Clevinger's lone setback arrived in the third inning, when he allowed a one-out double to Jose Iglesias and then -- one pitch later -- Jones pulled an inside fastball out to left field for a two-run homer. Clevinger sidestepped harm the rest of the way, but the damage had been done.
Hardy was a late replacement starter for the Tigers, who opted against giving the ball to left-hander Francisco Liriano after he was still dealing with the aftereffects of a bad allergic reaction on Thursday. Hardy went five innings, limiting the Indians to one run, which came via an RBI single by Jason Kipnis in the second.
The Tigers bullpen held Cleveland to a 1-for-14 showing the rest of the way.
"Man, they kind of took the sting out of our bats," Francona said. "Hardy was able to spin the breaking ball, especially in fastball counts. We didn't get much going."
The Tigers did not have much going against Clevinger, either. They did just enough.
"It was just a battle," Clevinger said. "It's just frustrating, especially with as good as my other stuff was today, that that one pitch kind of cost us the game. You don't want one pitch to a nine-hole hitter to ever put you in that position anyways -- no matter what the score is. But, I'll move past it."
MOMENTS THAT MATTERED
Great escape: The Tigers loaded the bases behind a single, walk, two stolen bases and a fielding error by first baseman Yonder Alonso in the seventh inning against Zach McAllister. Lefty Oliver Perez then entered for the Tribe and created a popout off the bat of Leonys Martin. Righty Neil Ramirez took over from there, generating a shallow flyout against Jeimer Candelario and then striking out Nicholas Castellanos to strand all three runners.
"Shoot, man. They gave us a chance," Francona said of Perez and Ramirez. "That game could have got spread out real easily, but they did a really good job."
Clev clamps down: Clevinger issued a leadoff walk in the fifth inning to Jones, who promptly stole second base when the pitcher did not check the runner. Clevinger stopped Detroit's rally there, inducing a flyout from Martin before striking out Candelario and Castellanos to escape any harm in the frame.

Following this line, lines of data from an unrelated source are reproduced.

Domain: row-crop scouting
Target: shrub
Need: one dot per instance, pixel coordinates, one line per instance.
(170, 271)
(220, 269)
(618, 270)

"He got everything together and attacked them," Indians catcher Roberto Perez said. "He had a great fastball today. He made just one mistake in the whole game, but those things happen in baseball."
HE SAID IT
"Any time you're not feeling well, it's not fun. I know they put at least two IVs in him. He battled his butt off and was able to get through five. He was cruising there for a while and hit that little rough patch with Iglesias and Jones, but he did a great job at keeping it at two and giving our team a chance to win." -- Otero, on Clevinger
"No. You can't do that. Would you tell them you're not going to come interview me because you feel a little under the weather? No, I'm not going to do that." -- Clevinger, asked if he considered not pitching
Michael Brantley went 2-for-4 for the Indians in his 1,000th career game with the organization. He became the 30th player in Cleveland history to reach at least that many games for a franchise that dates back to 1901.
Ace Corey Kluber (12-6, 2.88 ERA) is scheduled to start for the Tribe on Sunday, when the Tigers host the Indians at 1:10 p.m. ET at Comerica Park. Kluber is 2-0 with a 1.13 ERA in two starts vs. Detroit this year, with 21 strikeouts and one walk in 16 innings. The Tigers will counter with righty Jordan Zimmermann (4-2, 3.97 ERA).